Median of two sorted-arrays is a quite well known problem in leetcode. Real implementation of O(log(min(m,n))) solution is quite straight forward but not of O(log(m•n)). The basic idea is removing small half and decreasing Kth by the number of removed items on each step. As it said
we can safely cut this half, and reduce k by the length of the removed half.
But the implementation seems like it subtracts only either of the half size, not both.
if (aEnd < aStart) {
return B[k - aStart];
}
if (bEnd < bStart) {
return A[k - bStart];
}
Both A and B's start index could be increased (that is removed) but only one index is subtracted, B[k - aStart] or A[k - bStart].
How this code has same effect to "safely cut this half, and reduce k by the length of the removed half" each step?

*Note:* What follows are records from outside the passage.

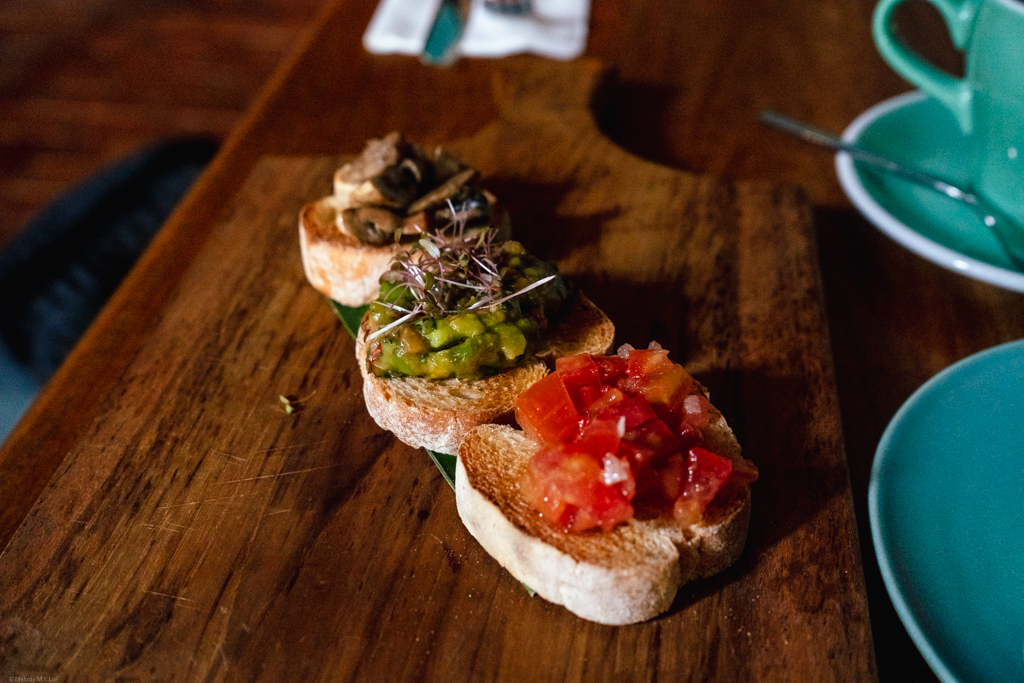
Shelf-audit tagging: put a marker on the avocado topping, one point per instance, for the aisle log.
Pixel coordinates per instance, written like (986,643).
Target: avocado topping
(462,305)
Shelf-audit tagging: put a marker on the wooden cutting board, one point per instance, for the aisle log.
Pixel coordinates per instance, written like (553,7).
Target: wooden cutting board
(199,531)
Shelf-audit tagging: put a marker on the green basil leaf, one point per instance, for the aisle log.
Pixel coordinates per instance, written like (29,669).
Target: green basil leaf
(349,316)
(445,464)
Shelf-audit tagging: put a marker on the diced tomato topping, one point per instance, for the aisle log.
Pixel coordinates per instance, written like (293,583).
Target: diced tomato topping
(623,434)
(611,368)
(546,413)
(568,489)
(609,396)
(597,438)
(634,410)
(582,378)
(708,473)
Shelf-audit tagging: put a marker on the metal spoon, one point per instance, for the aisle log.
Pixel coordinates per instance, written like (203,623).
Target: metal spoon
(1009,231)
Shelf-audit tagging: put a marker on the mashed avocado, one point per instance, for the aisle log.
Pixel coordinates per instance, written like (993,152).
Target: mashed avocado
(464,341)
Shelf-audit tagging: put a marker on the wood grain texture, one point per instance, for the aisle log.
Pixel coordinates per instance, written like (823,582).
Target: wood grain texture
(196,531)
(689,81)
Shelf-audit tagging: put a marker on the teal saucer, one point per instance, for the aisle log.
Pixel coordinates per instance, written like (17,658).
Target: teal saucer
(921,133)
(946,506)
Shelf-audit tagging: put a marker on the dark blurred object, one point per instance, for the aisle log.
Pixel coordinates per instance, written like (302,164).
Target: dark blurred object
(58,271)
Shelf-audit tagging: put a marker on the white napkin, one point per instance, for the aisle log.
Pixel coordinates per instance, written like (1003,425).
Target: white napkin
(554,29)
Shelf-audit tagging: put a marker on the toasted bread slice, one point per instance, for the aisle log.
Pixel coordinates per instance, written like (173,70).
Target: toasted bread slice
(625,575)
(336,263)
(437,414)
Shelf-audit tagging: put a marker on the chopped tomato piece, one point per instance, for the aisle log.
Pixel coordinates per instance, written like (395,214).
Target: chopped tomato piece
(708,473)
(634,410)
(611,368)
(582,378)
(568,489)
(644,363)
(598,438)
(609,396)
(623,436)
(743,472)
(673,475)
(546,413)
(696,411)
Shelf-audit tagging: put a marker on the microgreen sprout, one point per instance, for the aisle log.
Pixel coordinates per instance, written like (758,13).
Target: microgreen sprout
(455,268)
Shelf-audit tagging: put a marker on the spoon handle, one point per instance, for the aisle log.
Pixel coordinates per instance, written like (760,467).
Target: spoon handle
(1009,231)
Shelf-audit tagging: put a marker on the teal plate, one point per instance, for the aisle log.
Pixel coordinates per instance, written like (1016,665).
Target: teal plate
(946,506)
(921,133)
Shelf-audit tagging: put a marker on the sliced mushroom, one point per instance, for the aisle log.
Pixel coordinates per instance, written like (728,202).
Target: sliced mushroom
(372,224)
(415,224)
(445,190)
(472,206)
(378,155)
(400,183)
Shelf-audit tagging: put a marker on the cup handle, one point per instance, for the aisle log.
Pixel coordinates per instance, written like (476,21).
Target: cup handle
(955,93)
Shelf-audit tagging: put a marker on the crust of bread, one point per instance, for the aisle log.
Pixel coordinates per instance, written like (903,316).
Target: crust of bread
(625,575)
(437,414)
(336,263)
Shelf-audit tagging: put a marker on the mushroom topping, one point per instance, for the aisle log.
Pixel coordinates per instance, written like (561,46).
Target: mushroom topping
(444,191)
(372,224)
(395,189)
(378,155)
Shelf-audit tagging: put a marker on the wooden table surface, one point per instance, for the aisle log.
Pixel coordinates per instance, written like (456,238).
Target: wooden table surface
(105,573)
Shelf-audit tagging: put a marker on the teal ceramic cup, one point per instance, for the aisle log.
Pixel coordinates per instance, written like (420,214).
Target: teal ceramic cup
(988,102)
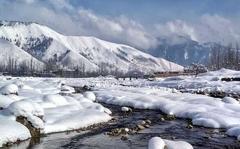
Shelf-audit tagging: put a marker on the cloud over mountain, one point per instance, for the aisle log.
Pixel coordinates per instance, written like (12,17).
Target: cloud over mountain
(76,20)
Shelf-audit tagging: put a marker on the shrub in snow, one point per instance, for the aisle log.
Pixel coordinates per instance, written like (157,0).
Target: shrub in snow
(89,95)
(9,89)
(230,100)
(57,100)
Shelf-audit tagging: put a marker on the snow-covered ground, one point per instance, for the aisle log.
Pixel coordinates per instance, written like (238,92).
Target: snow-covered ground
(159,143)
(162,94)
(39,101)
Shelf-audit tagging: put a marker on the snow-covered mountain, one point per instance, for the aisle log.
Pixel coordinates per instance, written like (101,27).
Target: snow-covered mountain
(45,44)
(10,52)
(183,51)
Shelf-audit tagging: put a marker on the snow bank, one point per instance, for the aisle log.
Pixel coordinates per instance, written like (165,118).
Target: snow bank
(40,101)
(9,89)
(159,143)
(203,110)
(12,131)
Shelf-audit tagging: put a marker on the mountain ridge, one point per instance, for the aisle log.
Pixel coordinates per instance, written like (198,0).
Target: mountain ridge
(70,51)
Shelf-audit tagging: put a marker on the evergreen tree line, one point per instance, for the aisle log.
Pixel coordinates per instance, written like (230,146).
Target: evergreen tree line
(224,57)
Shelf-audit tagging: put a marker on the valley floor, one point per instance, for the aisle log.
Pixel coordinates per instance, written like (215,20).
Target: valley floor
(52,105)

The code, if (aEnd < aStart) { return B[k - aStart]; }
just subtract aStart from k. I think it should be something like B[k-(aStart+bStart)] so that it also count items removed from B.
As mentioned, the goal of the algorithm is to find the median of two sorted arrays. The linked solution achieves this by performing Binary Search where the key idea is to recursively narrow down the search space by discarding approximately half of the elements from the arrays at each step, thus achieving a logarithmic time complexity. Since both arrays are sorted, and k is the augmented index of where the median would be had the two arrays been merged, we use binary search logic to find the median without actually merging the arrays.

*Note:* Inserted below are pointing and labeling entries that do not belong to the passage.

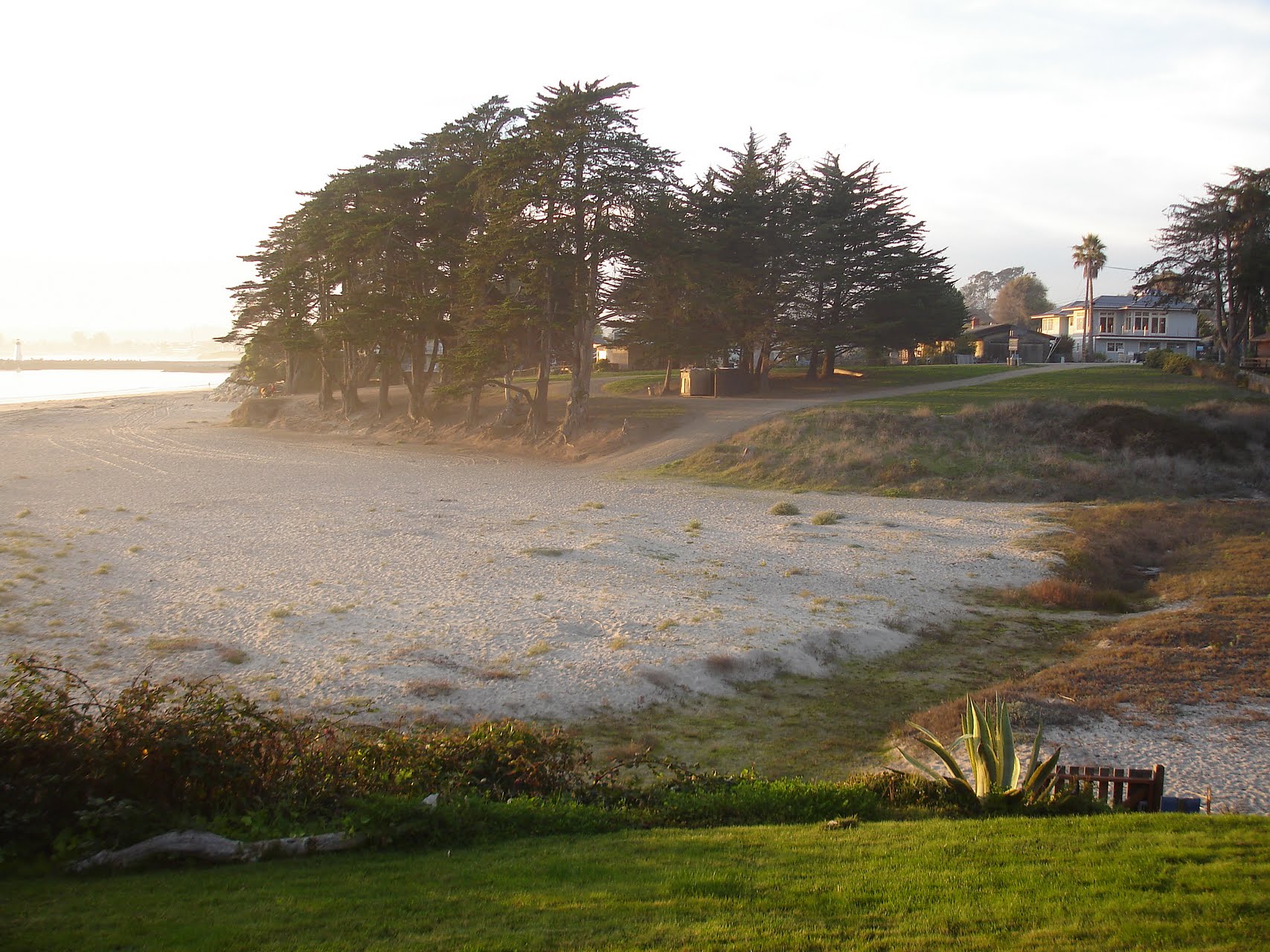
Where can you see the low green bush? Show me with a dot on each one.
(80, 774)
(1176, 363)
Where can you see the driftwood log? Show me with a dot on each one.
(208, 847)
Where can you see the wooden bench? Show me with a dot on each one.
(1115, 786)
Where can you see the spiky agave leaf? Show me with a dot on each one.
(1007, 761)
(978, 748)
(958, 779)
(1042, 779)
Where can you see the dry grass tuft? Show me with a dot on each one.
(173, 644)
(1068, 596)
(433, 688)
(1213, 559)
(723, 666)
(1027, 450)
(231, 655)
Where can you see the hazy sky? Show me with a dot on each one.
(145, 145)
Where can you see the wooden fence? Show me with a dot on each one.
(1115, 786)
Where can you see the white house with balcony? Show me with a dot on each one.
(1126, 325)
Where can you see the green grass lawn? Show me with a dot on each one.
(1031, 438)
(1079, 385)
(1109, 882)
(789, 381)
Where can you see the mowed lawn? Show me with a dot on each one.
(1079, 385)
(1106, 882)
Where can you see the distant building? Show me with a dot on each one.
(1126, 325)
(997, 343)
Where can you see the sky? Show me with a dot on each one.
(147, 145)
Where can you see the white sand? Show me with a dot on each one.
(319, 571)
(427, 580)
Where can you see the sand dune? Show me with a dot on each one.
(319, 571)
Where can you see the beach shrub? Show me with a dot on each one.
(997, 777)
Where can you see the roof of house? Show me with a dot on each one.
(1004, 330)
(1110, 303)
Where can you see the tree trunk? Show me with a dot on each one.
(289, 386)
(544, 381)
(580, 386)
(327, 390)
(765, 366)
(350, 398)
(385, 379)
(420, 375)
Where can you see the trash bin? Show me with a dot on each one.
(696, 381)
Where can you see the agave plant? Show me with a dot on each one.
(990, 747)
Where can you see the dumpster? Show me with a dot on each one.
(696, 381)
(731, 381)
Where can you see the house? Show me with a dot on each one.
(1126, 325)
(997, 343)
(632, 357)
(1257, 357)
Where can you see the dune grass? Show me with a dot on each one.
(979, 443)
(1214, 646)
(1217, 648)
(792, 380)
(1119, 881)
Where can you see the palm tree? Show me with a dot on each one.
(1091, 254)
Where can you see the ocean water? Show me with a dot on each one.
(36, 386)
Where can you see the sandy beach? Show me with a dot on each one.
(321, 571)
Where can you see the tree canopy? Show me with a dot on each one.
(1020, 298)
(511, 237)
(1217, 251)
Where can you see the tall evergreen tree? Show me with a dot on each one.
(591, 167)
(748, 231)
(1218, 251)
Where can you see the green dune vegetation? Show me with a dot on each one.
(740, 822)
(1090, 434)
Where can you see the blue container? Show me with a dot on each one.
(1178, 805)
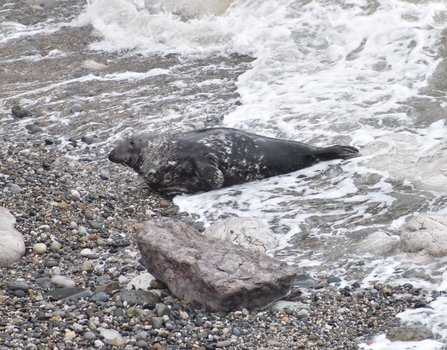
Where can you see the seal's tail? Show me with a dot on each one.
(335, 152)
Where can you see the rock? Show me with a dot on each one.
(288, 306)
(333, 279)
(87, 266)
(425, 233)
(20, 112)
(108, 334)
(303, 280)
(247, 232)
(162, 309)
(55, 246)
(208, 272)
(14, 188)
(68, 294)
(12, 244)
(63, 281)
(142, 281)
(89, 336)
(18, 285)
(156, 322)
(27, 49)
(409, 333)
(40, 248)
(140, 297)
(394, 153)
(378, 243)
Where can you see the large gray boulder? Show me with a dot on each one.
(249, 233)
(215, 274)
(425, 234)
(12, 244)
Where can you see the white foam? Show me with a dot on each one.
(325, 72)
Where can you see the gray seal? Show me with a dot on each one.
(203, 160)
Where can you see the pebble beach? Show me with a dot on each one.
(79, 213)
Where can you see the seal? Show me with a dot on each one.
(207, 159)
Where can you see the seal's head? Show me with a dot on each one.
(129, 152)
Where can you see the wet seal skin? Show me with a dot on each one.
(207, 159)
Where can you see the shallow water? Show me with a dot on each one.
(322, 72)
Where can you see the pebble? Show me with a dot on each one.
(13, 188)
(19, 111)
(37, 314)
(63, 281)
(40, 248)
(55, 246)
(18, 285)
(89, 336)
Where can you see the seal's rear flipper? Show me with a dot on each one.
(335, 152)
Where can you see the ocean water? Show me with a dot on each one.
(366, 73)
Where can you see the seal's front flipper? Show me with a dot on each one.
(335, 152)
(207, 167)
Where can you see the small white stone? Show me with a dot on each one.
(63, 281)
(73, 224)
(75, 194)
(86, 252)
(40, 248)
(99, 344)
(122, 279)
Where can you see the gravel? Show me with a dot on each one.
(79, 214)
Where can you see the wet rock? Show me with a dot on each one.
(138, 297)
(142, 281)
(40, 248)
(288, 306)
(18, 285)
(67, 293)
(376, 243)
(249, 233)
(13, 188)
(104, 174)
(27, 49)
(83, 71)
(426, 234)
(20, 112)
(333, 279)
(303, 280)
(409, 333)
(161, 310)
(63, 281)
(90, 139)
(208, 272)
(395, 154)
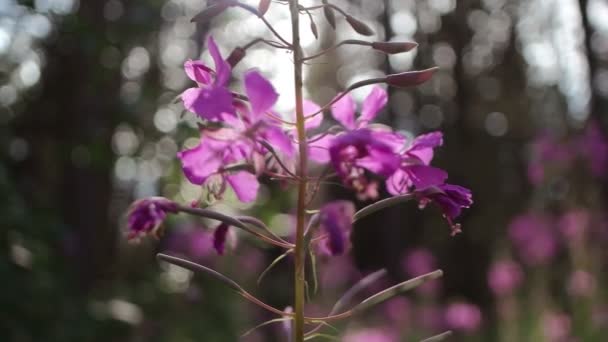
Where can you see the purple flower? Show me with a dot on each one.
(582, 284)
(211, 100)
(336, 221)
(219, 238)
(463, 317)
(504, 277)
(533, 238)
(356, 151)
(207, 165)
(418, 262)
(594, 147)
(370, 335)
(414, 171)
(146, 215)
(450, 198)
(344, 109)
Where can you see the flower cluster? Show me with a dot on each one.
(234, 148)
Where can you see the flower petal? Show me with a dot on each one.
(208, 103)
(244, 184)
(261, 93)
(375, 101)
(344, 111)
(278, 139)
(309, 109)
(423, 176)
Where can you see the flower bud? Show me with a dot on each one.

The function solve is defined to perform the binary search. It takes parameters k, aStart, aEnd, bStart, and bEnd, which represent the target index and the current search bounds within arrays A and B. The snippet you are referencing,
if (aEnd < aStart) {
return B[k - aStart];
}
if (bEnd < bStart) {
return A[k - bStart];
}
Is the base case, handling the scenario where the segment of one array is exhausted. If we exhaust the segment of array A, we effectively reduce the problem to finding the (k - aStart)-th element in array B as all values in A have been considered.

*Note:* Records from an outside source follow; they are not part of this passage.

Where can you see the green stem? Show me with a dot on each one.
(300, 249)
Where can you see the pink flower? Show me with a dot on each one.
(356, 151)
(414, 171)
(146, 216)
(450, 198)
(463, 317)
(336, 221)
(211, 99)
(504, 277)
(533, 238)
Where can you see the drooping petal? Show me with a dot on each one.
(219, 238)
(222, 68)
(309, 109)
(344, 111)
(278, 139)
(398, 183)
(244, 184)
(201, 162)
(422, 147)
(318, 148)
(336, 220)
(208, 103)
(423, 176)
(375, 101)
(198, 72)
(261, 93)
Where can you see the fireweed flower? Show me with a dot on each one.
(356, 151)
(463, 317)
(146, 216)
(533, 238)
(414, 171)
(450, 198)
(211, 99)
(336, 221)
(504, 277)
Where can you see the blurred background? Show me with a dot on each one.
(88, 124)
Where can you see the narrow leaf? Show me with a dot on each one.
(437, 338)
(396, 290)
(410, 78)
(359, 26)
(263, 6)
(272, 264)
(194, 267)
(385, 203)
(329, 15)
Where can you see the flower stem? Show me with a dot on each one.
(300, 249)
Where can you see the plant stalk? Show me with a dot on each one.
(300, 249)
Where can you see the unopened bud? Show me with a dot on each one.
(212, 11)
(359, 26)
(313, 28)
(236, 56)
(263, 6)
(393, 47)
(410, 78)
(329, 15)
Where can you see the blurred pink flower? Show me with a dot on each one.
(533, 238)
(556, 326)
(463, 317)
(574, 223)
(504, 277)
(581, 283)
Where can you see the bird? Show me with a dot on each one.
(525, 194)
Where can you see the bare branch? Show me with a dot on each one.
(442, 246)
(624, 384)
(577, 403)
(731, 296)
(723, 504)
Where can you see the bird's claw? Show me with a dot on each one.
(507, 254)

k represents the k-th position we are looking for across the combined sorted arrays.A up to aStart have been considered, those elements contribute to k already.B must account for the number of elements already considered from A, hence k - aStart.For example, let's assume we have two sorted arrays A and B:
A = [1, 3, 8, 15]
B = [7, 11, 18, 19, 21]
We are trying to find the median of the combined sorted arrays. The combined array would be:
[1, 3, 7, 8, 11, 15, 18, 19, 21]
The index of the median for the combined array is k = floor(9 / 2) = 4, which is corresponds to the value 11.
The algorithm recursively narrows down the search space. You can trace the variables yourself along the recursive calls, but eventually A's segment is exhausted, aEnd < aStart, meaning all the elements in A have been considered. When the base case is hit, aStart = 3 and aEnd = 2. Therefore,
the function returns
B[k - aStart] = B[4 - 3] = B[1] = 11
which is correct.
Again, we subtract aStart from k as this narrows down the position k to reflect the remaining elements in B, accounting for the number of elements already considered in A. This adjustment ensures that even when one segment is exhausted, the algorithm still correctly identifies the k-th element in the other array.
This logic applies similarly when the segment of array B is exhausted. By reducing k by aStart or bStart, we correctly adjust for the elements already considered and continue the search in the remaining array segment.
Returning B[k - (aStart + bStart)] would incorrectly index B. Remember, k is the index of the median in the merged arrays. When one array is exhausted, the median lies in the other, so k should only be adjusted by the number of elements considered from the exhausted array. Subtracting aStart + bStart from k would incorrectly index into the non-exhausted array.